The War on Drugs and Mass Incarceration – A Brief History of Civil …

Posted: March 11, 2023 at 1:48 am

The War on Drugs and Mass Incarceration

No discussion of civil rights for blacks can be complete without addressing the issue of mass incarceration. While this complicated issue has roots as far back as the end of the Civil War, it was exacerbated by the policies put in place by President Reagan and Congress when they declared a war on drugs. Those policies were maintained by Bush and intensified by the crime bill passed in 1994 by President Clinton. It was only in George W. Bush's second term that the sentencing disparity between crack cocaine and powder cocaine was finally addressed by the Supreme Court. Even still, a disparity in sentencing between the two drugs remains, despite the fact that they have been determined to be almost the same substance.

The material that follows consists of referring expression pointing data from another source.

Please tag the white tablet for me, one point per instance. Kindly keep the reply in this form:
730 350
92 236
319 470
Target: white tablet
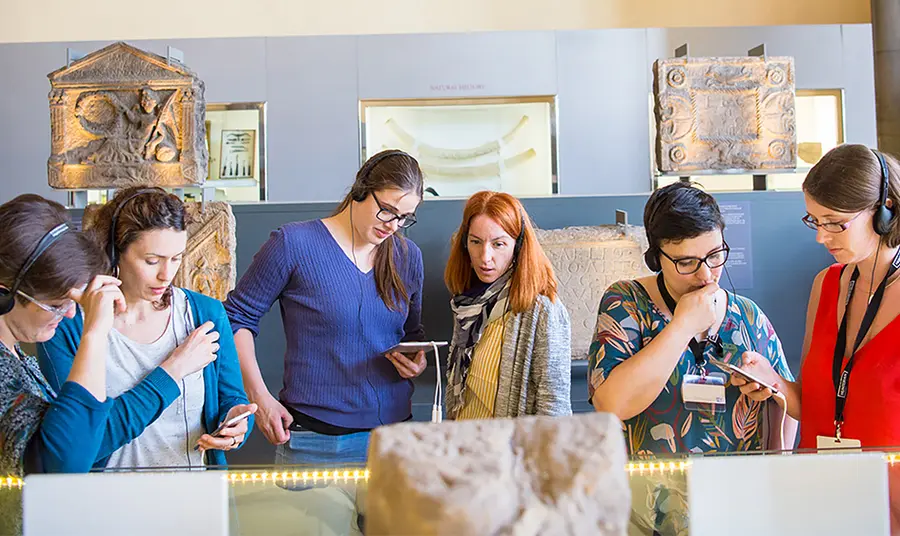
415 347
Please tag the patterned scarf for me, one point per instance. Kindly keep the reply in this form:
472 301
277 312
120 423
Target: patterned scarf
472 311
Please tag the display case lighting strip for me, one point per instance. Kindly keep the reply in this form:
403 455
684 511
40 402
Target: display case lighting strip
356 475
301 476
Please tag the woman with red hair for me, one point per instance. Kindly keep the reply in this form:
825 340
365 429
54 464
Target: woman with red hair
511 348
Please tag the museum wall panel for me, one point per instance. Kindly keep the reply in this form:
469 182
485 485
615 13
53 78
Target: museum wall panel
38 21
312 85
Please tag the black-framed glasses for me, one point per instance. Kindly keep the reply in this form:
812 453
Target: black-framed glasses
405 221
831 226
58 312
689 265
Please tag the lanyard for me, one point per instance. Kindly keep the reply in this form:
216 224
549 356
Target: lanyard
842 378
697 348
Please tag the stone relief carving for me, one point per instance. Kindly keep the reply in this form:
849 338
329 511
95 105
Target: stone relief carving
209 261
121 116
587 260
209 264
725 114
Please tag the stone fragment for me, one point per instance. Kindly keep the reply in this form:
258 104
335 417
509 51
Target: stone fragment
121 116
734 114
525 476
587 260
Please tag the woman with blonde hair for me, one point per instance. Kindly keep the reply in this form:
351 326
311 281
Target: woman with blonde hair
511 348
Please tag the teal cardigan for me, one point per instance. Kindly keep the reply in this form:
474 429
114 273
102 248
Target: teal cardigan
139 407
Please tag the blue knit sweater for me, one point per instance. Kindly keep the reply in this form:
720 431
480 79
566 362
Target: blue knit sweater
336 325
139 407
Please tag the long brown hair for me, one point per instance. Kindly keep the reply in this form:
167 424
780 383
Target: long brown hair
848 179
140 209
533 275
72 261
387 170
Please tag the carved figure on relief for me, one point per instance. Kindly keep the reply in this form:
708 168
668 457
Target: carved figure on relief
126 134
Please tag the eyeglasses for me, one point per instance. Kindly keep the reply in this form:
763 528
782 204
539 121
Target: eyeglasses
387 215
831 227
58 312
689 265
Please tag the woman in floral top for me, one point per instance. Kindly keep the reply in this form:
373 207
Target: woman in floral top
641 353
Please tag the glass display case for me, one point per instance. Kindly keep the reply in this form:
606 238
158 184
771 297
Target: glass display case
472 144
330 500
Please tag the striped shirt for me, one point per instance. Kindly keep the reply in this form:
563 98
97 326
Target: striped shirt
484 373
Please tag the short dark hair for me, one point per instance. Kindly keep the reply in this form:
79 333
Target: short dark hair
72 261
146 211
680 211
848 179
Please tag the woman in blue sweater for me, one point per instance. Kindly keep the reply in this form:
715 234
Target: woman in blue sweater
349 289
45 266
173 372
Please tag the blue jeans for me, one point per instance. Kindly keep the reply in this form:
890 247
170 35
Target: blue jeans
309 451
320 451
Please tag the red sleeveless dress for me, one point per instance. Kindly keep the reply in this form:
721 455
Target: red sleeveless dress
871 413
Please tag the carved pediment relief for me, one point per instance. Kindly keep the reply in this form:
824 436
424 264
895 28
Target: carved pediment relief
120 64
121 116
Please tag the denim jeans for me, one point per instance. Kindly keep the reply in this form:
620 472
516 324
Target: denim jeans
320 451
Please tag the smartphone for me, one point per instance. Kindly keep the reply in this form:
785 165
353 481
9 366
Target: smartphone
415 347
750 378
231 422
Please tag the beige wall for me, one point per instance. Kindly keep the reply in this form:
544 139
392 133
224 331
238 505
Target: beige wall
67 20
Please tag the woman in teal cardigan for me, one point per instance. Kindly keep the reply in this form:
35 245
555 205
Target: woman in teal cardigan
173 372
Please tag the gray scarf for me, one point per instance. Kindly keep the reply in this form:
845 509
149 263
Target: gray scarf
471 313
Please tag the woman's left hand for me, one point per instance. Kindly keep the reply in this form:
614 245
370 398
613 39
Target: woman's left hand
406 367
232 436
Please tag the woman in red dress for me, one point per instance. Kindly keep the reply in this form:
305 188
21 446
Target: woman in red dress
849 386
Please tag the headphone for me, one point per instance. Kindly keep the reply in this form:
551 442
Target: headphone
8 296
651 256
111 245
519 240
360 191
884 215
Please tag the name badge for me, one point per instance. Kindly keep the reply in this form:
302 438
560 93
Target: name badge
704 392
831 443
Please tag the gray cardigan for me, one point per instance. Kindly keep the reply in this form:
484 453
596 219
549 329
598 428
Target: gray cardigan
536 362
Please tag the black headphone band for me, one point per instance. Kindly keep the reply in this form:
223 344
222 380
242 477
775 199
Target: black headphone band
359 189
111 245
43 245
883 193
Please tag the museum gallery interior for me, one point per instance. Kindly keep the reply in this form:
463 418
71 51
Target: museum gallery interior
450 268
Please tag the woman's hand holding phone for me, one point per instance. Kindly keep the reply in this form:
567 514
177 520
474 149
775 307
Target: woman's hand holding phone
758 366
229 436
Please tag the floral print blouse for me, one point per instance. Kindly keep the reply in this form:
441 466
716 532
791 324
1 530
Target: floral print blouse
628 320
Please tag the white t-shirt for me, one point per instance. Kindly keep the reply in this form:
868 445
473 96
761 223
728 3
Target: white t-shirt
169 441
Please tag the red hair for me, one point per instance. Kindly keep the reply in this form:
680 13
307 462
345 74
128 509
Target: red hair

Misguided drug laws and draconian sentencing requirements, especially pertaining to crack cocaine, have produced profoundly unequal outcomes for communities of color. The results have decimated minority families - black men in particular have been victims of these policies. Although rates of drug use and selling are comparable across racial and ethnic lines, blacks and Latinos are far more likely to be criminalized for drug law violations than whites. Although minorities use and sell drugs at a similar rate as whites, the proportion of those incarcerated in state prisons for drug offenses who are black or Latino is 57 percent.